Duplicate Class nodes with same FQN?

145 views
Skip to first unread message

Alistair Jones

unread,
Sep 5, 2015, 5:50:09 AM9/5/15
to jQAssistant
Hi,

I'm analysing the Neo4j codebase (what else?) so I did a simple scan in the repository root like this:

$ bin/jqassistant.sh scan --files ~/projects/neo4j/neo4j

This made a Neo4j database as expected, but when I looked more closely, I found many more Class nodes than I was expecting.

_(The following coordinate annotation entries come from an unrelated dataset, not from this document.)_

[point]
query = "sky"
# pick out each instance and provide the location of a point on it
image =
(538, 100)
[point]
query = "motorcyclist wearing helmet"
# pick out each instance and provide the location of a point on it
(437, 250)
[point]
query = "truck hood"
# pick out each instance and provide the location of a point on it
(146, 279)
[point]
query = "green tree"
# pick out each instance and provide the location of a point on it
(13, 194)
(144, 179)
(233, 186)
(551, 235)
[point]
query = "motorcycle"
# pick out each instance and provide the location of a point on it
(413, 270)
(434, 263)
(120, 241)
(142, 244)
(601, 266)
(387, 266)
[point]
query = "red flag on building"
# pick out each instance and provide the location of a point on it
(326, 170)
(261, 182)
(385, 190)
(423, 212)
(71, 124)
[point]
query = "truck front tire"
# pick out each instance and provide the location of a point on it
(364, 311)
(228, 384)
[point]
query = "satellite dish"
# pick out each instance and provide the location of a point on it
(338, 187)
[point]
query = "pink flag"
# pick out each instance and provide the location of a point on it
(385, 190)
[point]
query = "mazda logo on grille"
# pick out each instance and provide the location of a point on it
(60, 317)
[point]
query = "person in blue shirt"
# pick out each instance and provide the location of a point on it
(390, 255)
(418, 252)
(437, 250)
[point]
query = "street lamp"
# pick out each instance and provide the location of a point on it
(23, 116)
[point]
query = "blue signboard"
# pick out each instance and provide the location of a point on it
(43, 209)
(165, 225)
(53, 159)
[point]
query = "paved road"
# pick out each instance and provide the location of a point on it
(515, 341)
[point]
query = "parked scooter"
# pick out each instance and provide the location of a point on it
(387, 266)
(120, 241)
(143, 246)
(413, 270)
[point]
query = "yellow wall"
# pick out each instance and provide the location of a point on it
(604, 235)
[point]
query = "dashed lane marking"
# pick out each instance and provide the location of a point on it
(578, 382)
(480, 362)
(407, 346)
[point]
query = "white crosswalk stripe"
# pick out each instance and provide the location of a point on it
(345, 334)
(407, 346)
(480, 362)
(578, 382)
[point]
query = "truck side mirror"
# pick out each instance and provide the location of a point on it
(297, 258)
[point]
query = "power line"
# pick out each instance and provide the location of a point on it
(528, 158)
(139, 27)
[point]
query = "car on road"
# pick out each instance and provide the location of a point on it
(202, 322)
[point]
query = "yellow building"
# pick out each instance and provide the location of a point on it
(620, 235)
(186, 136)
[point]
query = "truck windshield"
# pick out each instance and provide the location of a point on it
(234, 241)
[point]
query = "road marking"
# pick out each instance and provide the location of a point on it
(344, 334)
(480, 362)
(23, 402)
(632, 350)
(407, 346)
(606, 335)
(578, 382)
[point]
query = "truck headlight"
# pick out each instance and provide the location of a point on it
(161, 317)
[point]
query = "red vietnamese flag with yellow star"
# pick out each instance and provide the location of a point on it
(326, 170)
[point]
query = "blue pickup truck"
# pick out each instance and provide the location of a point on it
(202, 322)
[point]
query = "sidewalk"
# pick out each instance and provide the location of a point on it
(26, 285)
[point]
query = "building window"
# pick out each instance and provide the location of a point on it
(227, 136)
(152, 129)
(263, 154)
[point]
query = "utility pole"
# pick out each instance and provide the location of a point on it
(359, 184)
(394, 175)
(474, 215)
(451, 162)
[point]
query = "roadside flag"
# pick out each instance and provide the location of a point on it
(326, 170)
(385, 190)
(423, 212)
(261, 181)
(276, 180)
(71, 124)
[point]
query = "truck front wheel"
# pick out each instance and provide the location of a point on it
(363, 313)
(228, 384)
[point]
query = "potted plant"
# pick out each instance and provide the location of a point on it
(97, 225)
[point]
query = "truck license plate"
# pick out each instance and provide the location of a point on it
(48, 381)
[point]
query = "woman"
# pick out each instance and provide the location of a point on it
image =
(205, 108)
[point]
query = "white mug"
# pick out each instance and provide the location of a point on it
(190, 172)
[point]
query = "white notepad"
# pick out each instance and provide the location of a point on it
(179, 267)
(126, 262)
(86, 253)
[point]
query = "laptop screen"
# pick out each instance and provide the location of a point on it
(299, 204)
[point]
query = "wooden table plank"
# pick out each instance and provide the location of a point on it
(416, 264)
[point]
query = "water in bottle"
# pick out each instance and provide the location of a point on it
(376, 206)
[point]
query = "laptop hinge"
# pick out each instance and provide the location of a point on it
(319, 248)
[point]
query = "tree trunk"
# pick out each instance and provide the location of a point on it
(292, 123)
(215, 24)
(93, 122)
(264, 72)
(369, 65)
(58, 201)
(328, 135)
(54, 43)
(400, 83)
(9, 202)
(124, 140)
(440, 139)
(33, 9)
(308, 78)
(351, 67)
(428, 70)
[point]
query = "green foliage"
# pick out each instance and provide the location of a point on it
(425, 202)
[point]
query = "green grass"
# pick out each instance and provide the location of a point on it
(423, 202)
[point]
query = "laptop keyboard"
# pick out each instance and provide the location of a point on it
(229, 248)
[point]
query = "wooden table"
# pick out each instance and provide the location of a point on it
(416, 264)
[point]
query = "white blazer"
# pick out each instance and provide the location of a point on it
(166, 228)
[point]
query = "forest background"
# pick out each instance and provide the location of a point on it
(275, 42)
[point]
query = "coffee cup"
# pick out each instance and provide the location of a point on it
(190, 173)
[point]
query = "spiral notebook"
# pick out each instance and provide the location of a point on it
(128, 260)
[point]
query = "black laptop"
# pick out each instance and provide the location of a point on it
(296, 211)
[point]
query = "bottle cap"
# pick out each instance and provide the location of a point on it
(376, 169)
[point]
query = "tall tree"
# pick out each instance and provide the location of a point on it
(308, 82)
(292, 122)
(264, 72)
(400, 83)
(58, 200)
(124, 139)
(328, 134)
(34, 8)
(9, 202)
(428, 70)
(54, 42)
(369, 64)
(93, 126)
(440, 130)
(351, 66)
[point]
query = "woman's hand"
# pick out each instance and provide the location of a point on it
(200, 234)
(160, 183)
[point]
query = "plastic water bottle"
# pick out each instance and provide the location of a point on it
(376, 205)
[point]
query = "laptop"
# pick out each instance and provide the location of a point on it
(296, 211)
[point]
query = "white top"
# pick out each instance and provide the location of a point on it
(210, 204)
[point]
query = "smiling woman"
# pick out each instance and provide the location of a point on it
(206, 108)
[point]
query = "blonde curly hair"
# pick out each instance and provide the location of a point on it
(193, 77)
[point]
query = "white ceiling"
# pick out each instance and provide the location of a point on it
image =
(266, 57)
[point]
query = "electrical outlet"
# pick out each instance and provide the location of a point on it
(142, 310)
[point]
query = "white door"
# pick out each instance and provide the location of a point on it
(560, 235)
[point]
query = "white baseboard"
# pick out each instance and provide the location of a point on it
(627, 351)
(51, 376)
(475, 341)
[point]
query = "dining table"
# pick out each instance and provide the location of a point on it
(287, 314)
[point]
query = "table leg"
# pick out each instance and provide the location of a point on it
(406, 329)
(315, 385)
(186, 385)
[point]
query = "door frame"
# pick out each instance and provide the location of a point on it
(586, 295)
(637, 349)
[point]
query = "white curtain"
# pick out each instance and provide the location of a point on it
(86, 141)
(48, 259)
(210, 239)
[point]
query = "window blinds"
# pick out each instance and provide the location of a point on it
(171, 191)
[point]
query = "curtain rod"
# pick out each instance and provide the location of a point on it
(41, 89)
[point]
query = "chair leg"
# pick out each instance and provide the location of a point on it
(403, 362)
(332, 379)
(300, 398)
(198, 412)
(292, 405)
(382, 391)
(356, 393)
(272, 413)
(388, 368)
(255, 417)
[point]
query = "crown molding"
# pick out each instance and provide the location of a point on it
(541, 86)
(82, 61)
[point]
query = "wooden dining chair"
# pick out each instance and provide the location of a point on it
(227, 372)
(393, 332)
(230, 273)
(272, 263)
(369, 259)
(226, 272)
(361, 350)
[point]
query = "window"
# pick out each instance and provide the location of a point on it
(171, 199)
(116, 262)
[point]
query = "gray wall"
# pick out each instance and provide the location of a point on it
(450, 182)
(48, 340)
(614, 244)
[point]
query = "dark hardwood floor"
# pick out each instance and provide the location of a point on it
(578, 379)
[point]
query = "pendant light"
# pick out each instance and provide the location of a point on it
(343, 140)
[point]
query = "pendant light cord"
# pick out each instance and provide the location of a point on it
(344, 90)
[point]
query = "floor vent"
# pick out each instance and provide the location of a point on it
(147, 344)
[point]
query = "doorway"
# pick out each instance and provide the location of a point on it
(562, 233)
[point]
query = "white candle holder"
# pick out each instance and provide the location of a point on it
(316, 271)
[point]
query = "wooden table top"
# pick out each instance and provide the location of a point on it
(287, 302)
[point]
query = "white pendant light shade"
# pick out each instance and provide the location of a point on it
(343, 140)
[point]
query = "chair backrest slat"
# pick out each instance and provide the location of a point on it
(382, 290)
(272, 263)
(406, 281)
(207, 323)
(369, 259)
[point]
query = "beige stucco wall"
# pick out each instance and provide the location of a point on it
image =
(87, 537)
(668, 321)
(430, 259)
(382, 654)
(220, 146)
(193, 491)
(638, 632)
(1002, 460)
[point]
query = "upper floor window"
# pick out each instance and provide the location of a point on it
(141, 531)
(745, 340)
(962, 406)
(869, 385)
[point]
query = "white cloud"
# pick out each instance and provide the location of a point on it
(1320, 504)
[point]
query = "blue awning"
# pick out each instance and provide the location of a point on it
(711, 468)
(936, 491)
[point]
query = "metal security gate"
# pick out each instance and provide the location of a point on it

I ran this query to see what's going on:
MATCH (n:Class) RETURN COUNT(n), n.fqn ORDER BY COUNT(n) DESC LIMIT 25
COUNT(n)n.fqn
828null
13org.apache.commons.collections.FastHashMap
13org.apache.commons.collections.FastHashMap$Values
13org.apache.commons.collections.BufferUnderflowException
13org.apache.commons.collections.FastHashMap$CollectionView$CollectionViewIterator
13org.apache.commons.collections.FastHashMap$1
13org.apache.commons.collections.FastHashMap$CollectionView
13org.apache.commons.collections.FastHashMap$EntrySet
13org.apache.commons.collections.ArrayStack
13org.apache.commons.collections.FastHashMap$KeySet
11org.neo4j.cypher.LabelScanHintException
11org.neo4j.cypher.EntityNotFoundException
11org.neo4j.cypher.internal.helpers.TypeSafeMathSupport$class
11org.neo4j.cypher.internal.helpers.CastSupport$
11org.neo4j.cypher.internal.helpers.CollectionSupport$$anonfun$castToIterable$1$$anonfun$applyOrElse$1
11org.neo4j.cypher.QueryStatistics$
11org.neo4j.cypher.CypherTypeException$
11org.neo4j.cypher.InvalidSemanticsException
11org.neo4j.cypher.ParameterNotFoundException
11org.neo4j.cypher.internal.helpers.CollectionSupport$class
11org.neo4j.cypher.PatternException
11org.neo4j.cypher.internal.helpers.CollectionSupport$$anonfun$asCollectionOf$1
11org.neo4j.cypher.IndexHintException
11org.neo4j.cypher.internal.helpers.CollectionSupport$NoValidValuesExceptions
11org.neo4j.cypher.internal.helpers.CollectionSupport$$anonfun$castToIterable$1


This shows that there are plenty of nodes with the same FQN. In total there are 265560 Class nodes but only 72530 unique FQNs.

This makes it really difficult to reason about how the classes are connected.

I suspect that the duplicates arise when the same class is referred to from multiple separate jars, but that's only a guess.
Any suggestions for what I'm doing wrong?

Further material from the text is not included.